Barbican, LondonThe Grammy-winning
American singer puts on a typically nonchalant performance full of revelations
Flawless nonchalance at a treacherously difficult art comes as axiomatic for American vocalist Cécile McLorin Salvant – the Wynton Marsalis-hailed, Grammy-winning, unflashily charismatic jazz singer who often suggests she could turn the phone book into a spellbinding libretto. For all that, the announcer’s warm up to her Saturday gig at the EFG
London jazz festival – “you’ll be taken on a journey you will never forget” – might have been queried by anyone comparing it with her tightrope-walking Ronnie Scott’s shows of a few years back.

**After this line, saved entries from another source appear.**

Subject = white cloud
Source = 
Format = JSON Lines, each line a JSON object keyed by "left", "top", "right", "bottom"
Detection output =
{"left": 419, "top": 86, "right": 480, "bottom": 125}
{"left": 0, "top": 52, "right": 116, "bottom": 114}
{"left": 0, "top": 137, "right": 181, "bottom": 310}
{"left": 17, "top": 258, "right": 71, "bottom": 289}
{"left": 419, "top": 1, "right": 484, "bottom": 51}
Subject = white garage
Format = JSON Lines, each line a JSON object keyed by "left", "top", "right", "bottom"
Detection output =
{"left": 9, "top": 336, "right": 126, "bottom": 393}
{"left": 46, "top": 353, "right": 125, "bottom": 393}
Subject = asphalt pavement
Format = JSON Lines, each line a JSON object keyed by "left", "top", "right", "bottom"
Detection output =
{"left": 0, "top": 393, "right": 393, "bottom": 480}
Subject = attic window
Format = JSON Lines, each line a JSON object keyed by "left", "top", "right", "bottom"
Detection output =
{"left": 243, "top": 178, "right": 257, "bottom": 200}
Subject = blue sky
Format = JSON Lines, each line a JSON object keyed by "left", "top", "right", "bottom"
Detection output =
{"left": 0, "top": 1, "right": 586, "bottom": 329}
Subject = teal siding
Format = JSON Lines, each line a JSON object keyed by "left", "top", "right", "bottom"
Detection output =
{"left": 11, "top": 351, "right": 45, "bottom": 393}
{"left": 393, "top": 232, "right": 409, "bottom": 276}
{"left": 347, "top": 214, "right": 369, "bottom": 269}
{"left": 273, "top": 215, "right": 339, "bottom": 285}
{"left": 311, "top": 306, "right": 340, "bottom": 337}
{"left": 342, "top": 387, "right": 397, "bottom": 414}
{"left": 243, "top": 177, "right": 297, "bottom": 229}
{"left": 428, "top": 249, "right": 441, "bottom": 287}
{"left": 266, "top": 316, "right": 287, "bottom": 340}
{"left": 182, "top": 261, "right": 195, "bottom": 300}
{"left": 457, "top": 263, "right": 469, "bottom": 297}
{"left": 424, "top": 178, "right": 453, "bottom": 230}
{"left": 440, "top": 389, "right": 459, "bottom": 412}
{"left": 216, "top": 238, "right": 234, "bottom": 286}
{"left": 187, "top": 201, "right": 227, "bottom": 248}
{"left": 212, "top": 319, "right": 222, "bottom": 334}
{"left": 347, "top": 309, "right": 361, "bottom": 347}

But no Salvant performance is without its revelations – such as her exquisite account of the 1958 Cy Coleman classic You Fascinate Me So, or her jolting upward wail on the phrase “my heart will break, fired out of a melancholy dream-walk on Coleman’s With Every Breath I Take. Her forensic precision brought a gimlet stare to The Threepenny Opera’s The World Is Mean, Sting’s Until had its lyrics seamlessly compressed over her barnstorming stride-to-post-bop partner Sullivan Fortner’s rolling piano rhythms, The Trolley Song leapt off an exhilaratingly fast-boogieing Fortner intro, and Oliver’s Where Is Love? And Pirate Jenny’s The Black Freighter were visited in the encores. It was an exposition of inconspicuously controlled, finely-honed artistry, even if saxophonist Jason Yarde’s and pianist Andrew McCormack’s fusion of horn-hollering improv and spikier notions of melody had furnished some invaluable jazz balance in their supporting set.